How to Calculate ROI on Internet Upgrades for Your Business

Faster Internet Sounds Nice – But Is It Worth It?

Every provider talks about better speed, better uptime, better support. But when you’re staring at a quote for a leased line that’s two, three, or even five times the cost of broadband, it’s natural to ask:

What’s the actual return on this investment?

The good news is you can calculate it. And if your business depends on cloud systems, remote access, or customer service tools, the numbers will often make the case for you.

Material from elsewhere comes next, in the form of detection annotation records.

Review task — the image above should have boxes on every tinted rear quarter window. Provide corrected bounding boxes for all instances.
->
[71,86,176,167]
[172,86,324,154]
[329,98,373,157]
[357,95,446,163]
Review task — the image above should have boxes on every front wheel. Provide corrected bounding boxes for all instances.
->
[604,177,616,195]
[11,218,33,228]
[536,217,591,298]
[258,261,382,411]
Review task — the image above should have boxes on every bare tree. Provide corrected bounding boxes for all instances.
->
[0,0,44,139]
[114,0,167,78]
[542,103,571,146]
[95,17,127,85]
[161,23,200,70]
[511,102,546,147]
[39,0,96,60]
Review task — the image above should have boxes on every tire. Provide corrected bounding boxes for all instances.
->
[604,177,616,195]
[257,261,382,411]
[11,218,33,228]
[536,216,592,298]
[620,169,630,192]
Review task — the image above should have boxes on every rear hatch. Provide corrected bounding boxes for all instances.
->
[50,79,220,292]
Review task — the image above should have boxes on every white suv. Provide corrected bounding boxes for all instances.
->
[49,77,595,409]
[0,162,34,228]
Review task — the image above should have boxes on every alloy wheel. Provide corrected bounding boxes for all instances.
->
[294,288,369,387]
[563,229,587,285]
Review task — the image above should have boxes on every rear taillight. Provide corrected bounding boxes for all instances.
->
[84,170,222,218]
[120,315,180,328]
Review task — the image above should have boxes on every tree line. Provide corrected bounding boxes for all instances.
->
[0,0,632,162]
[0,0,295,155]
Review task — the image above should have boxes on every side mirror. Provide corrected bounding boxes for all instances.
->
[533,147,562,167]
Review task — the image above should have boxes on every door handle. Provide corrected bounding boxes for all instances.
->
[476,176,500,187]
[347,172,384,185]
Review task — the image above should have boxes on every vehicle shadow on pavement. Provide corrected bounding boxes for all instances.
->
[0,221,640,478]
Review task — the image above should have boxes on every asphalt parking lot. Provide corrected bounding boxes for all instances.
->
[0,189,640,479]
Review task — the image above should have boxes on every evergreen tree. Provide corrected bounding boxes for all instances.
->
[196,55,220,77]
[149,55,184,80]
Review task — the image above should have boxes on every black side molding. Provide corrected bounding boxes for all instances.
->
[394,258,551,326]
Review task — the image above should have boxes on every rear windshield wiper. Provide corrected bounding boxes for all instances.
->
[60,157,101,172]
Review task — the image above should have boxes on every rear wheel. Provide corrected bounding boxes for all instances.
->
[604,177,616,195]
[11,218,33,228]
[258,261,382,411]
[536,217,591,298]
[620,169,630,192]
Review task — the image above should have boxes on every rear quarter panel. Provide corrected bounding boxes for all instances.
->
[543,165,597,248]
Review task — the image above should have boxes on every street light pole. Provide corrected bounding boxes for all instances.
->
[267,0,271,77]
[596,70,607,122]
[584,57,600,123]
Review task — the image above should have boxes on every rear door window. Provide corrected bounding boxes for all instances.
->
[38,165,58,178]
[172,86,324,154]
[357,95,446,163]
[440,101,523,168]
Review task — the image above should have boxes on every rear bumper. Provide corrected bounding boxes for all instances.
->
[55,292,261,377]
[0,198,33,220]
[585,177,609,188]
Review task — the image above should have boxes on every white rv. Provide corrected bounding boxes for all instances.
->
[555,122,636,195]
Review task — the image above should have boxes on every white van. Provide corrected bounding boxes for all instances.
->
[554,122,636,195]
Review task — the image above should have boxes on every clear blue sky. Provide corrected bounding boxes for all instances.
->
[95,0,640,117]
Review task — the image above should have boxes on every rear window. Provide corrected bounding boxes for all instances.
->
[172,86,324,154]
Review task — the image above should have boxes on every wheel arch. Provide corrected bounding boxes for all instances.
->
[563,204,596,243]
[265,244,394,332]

What Counts as “Return” in ROI?

Most people think ROI means cutting costs. But in business connectivity, the return is often found in time saved, downtime avoided, and productivity unlocked. Specifically:

  • Staff efficiency – Less waiting for uploads, fewer interruptions
  • Customer experience – No dropped calls, faster service, better reputation
  • Operational resilience – Fewer outages, smoother hybrid work, stronger uptime guarantees
  • Revenue protection – No missed orders, broken systems, or poor user experience

If your internet connection underpins any of these (and let’s be honest, it probably does) then upgrading it can have a clear commercial value.

A Simple ROI Framework

To calculate ROI, compare the added value against the additional cost. Here’s a simplified formula:

ROI = (Annual Gain – Annual Cost) ÷ Annual Cost

1. Calculate Additional Cost

If broadband is £75/month and the leased line is £350/month:

Additional cost: £275/month = £3,300/year

2. Estimate Gains

Let’s say:

  • 10 employees save 15 minutes/day = 625 hours/year
  • Average staff cost is £25/hour = £15,625 value
  • Add in 1 saved sales opportunity/month worth £500 = £6,000/year

Total value gained: £21,625/year

3. Plug It In

ROI = (£21,625 – £3,300) ÷ £3,300 = 5.55 = 555%

Even with conservative estimates, that leased line pays for itself several times over.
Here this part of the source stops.